When I met him, he was about 40 years old. He had just divorced and was still trying to adapt to a lifestyle he had neither chosen nor ever thought of. No matter how hard he tried to hide it, behind the jokes, behind the laughter, behind the strolls we took, spending time with friends, the songs, he was drowning in sadness.
He had to learn to live away from his children. Waking up in the morning without hearing their voices, without preparing breakfast for them. To return home in the afternoon and not read with them. To go to sleep at night without having kissed them good night, without tucking them in.
And he couldn't stand it, because what he liked most about his life was being a father. He loves his children deeply. From the time they were babies, he took care of them, he taught them everything a son and a daughter could learn from a caring father.
Because he was not one of those dads who, when he is at home, wants peace and quiet so he can relax in front of the TV or the computer, or who think that raising children is the mother's business and thus do not know how to feed an infant, how to change a diaper, or even how to play with a child. He knew all this and was doing it consistently. And that's what hurt him the most now. How would he learn to live without daily contact with his children?
He found it very unfair to see them only every other weekend and every Wednesday, when he longed not to miss a single important moment in their lives.
He rented a house and started fixing up the space for his children. He bought desks and beds, paintings, and curtains and decorated the rooms with their favorite colors. He made his house warm, happy. He filled it with toys and musical instruments. And he would bring his children on the weekends to share music and movies, games, conversations and dreams.
He never spoke badly to the children about their mother, not because he had nothing to say, but because it was more important not to hurt them.
And the days passed. And the one Wednesday a week turned into Thursday and Friday, and Monday, too. The two weekends a month became three and four. His children came and went from his house as often as from their mother's house.
And he never sent them to their mother when the children asked to stay longer with him, even if he had plans to go out.
He never put any relationship above the one with his children, even though he really wanted to rebuild his life.

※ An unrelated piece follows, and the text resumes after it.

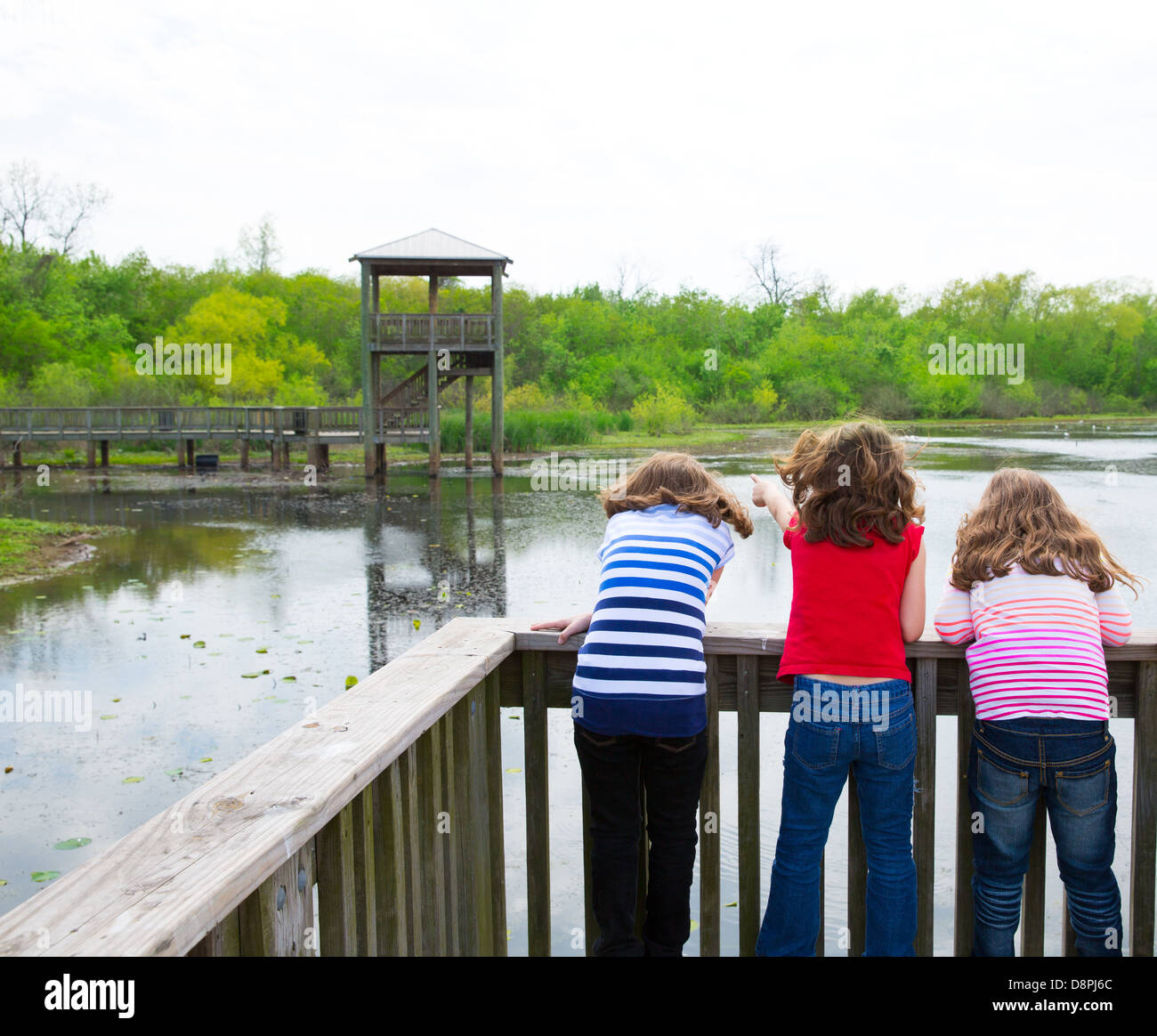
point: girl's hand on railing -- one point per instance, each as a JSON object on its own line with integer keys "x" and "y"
{"x": 575, "y": 624}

When his daughter asked to come and stay with him, he didn't even think for a moment to refuse so he could have a personal life. Their peace of mind has always been a priority.

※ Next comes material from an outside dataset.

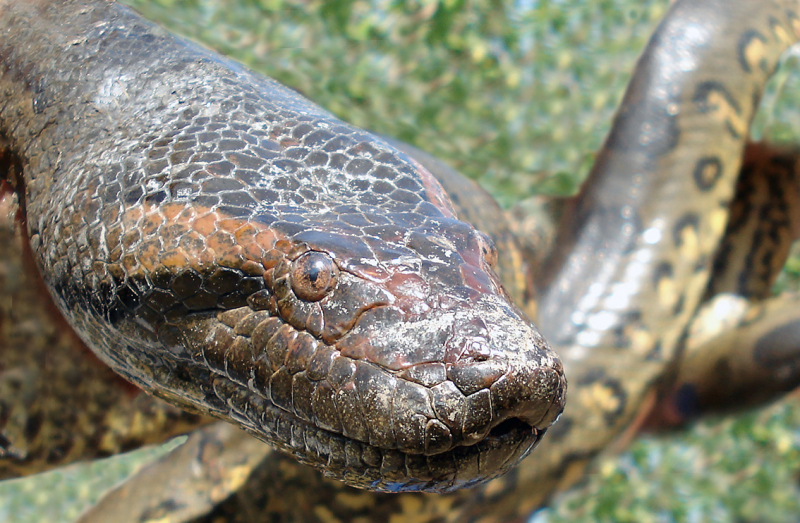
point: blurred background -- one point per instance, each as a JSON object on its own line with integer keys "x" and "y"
{"x": 517, "y": 95}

Nor did he ever feel limited by the obligations to them, even if they increased as the children grew older. Because he did everything himself, from making their favorite food, to washing their clothes.
It made him happy to have his children near him. To be beside them in their laughter and sorrow, dad, friend, and supporter. To see them spread their wings, to comfort them when they fell, and to push them to fly again.
Because there are such dads, who for their children are both father and mother and whatever else they need, we wish them all a very Happy Father's Day!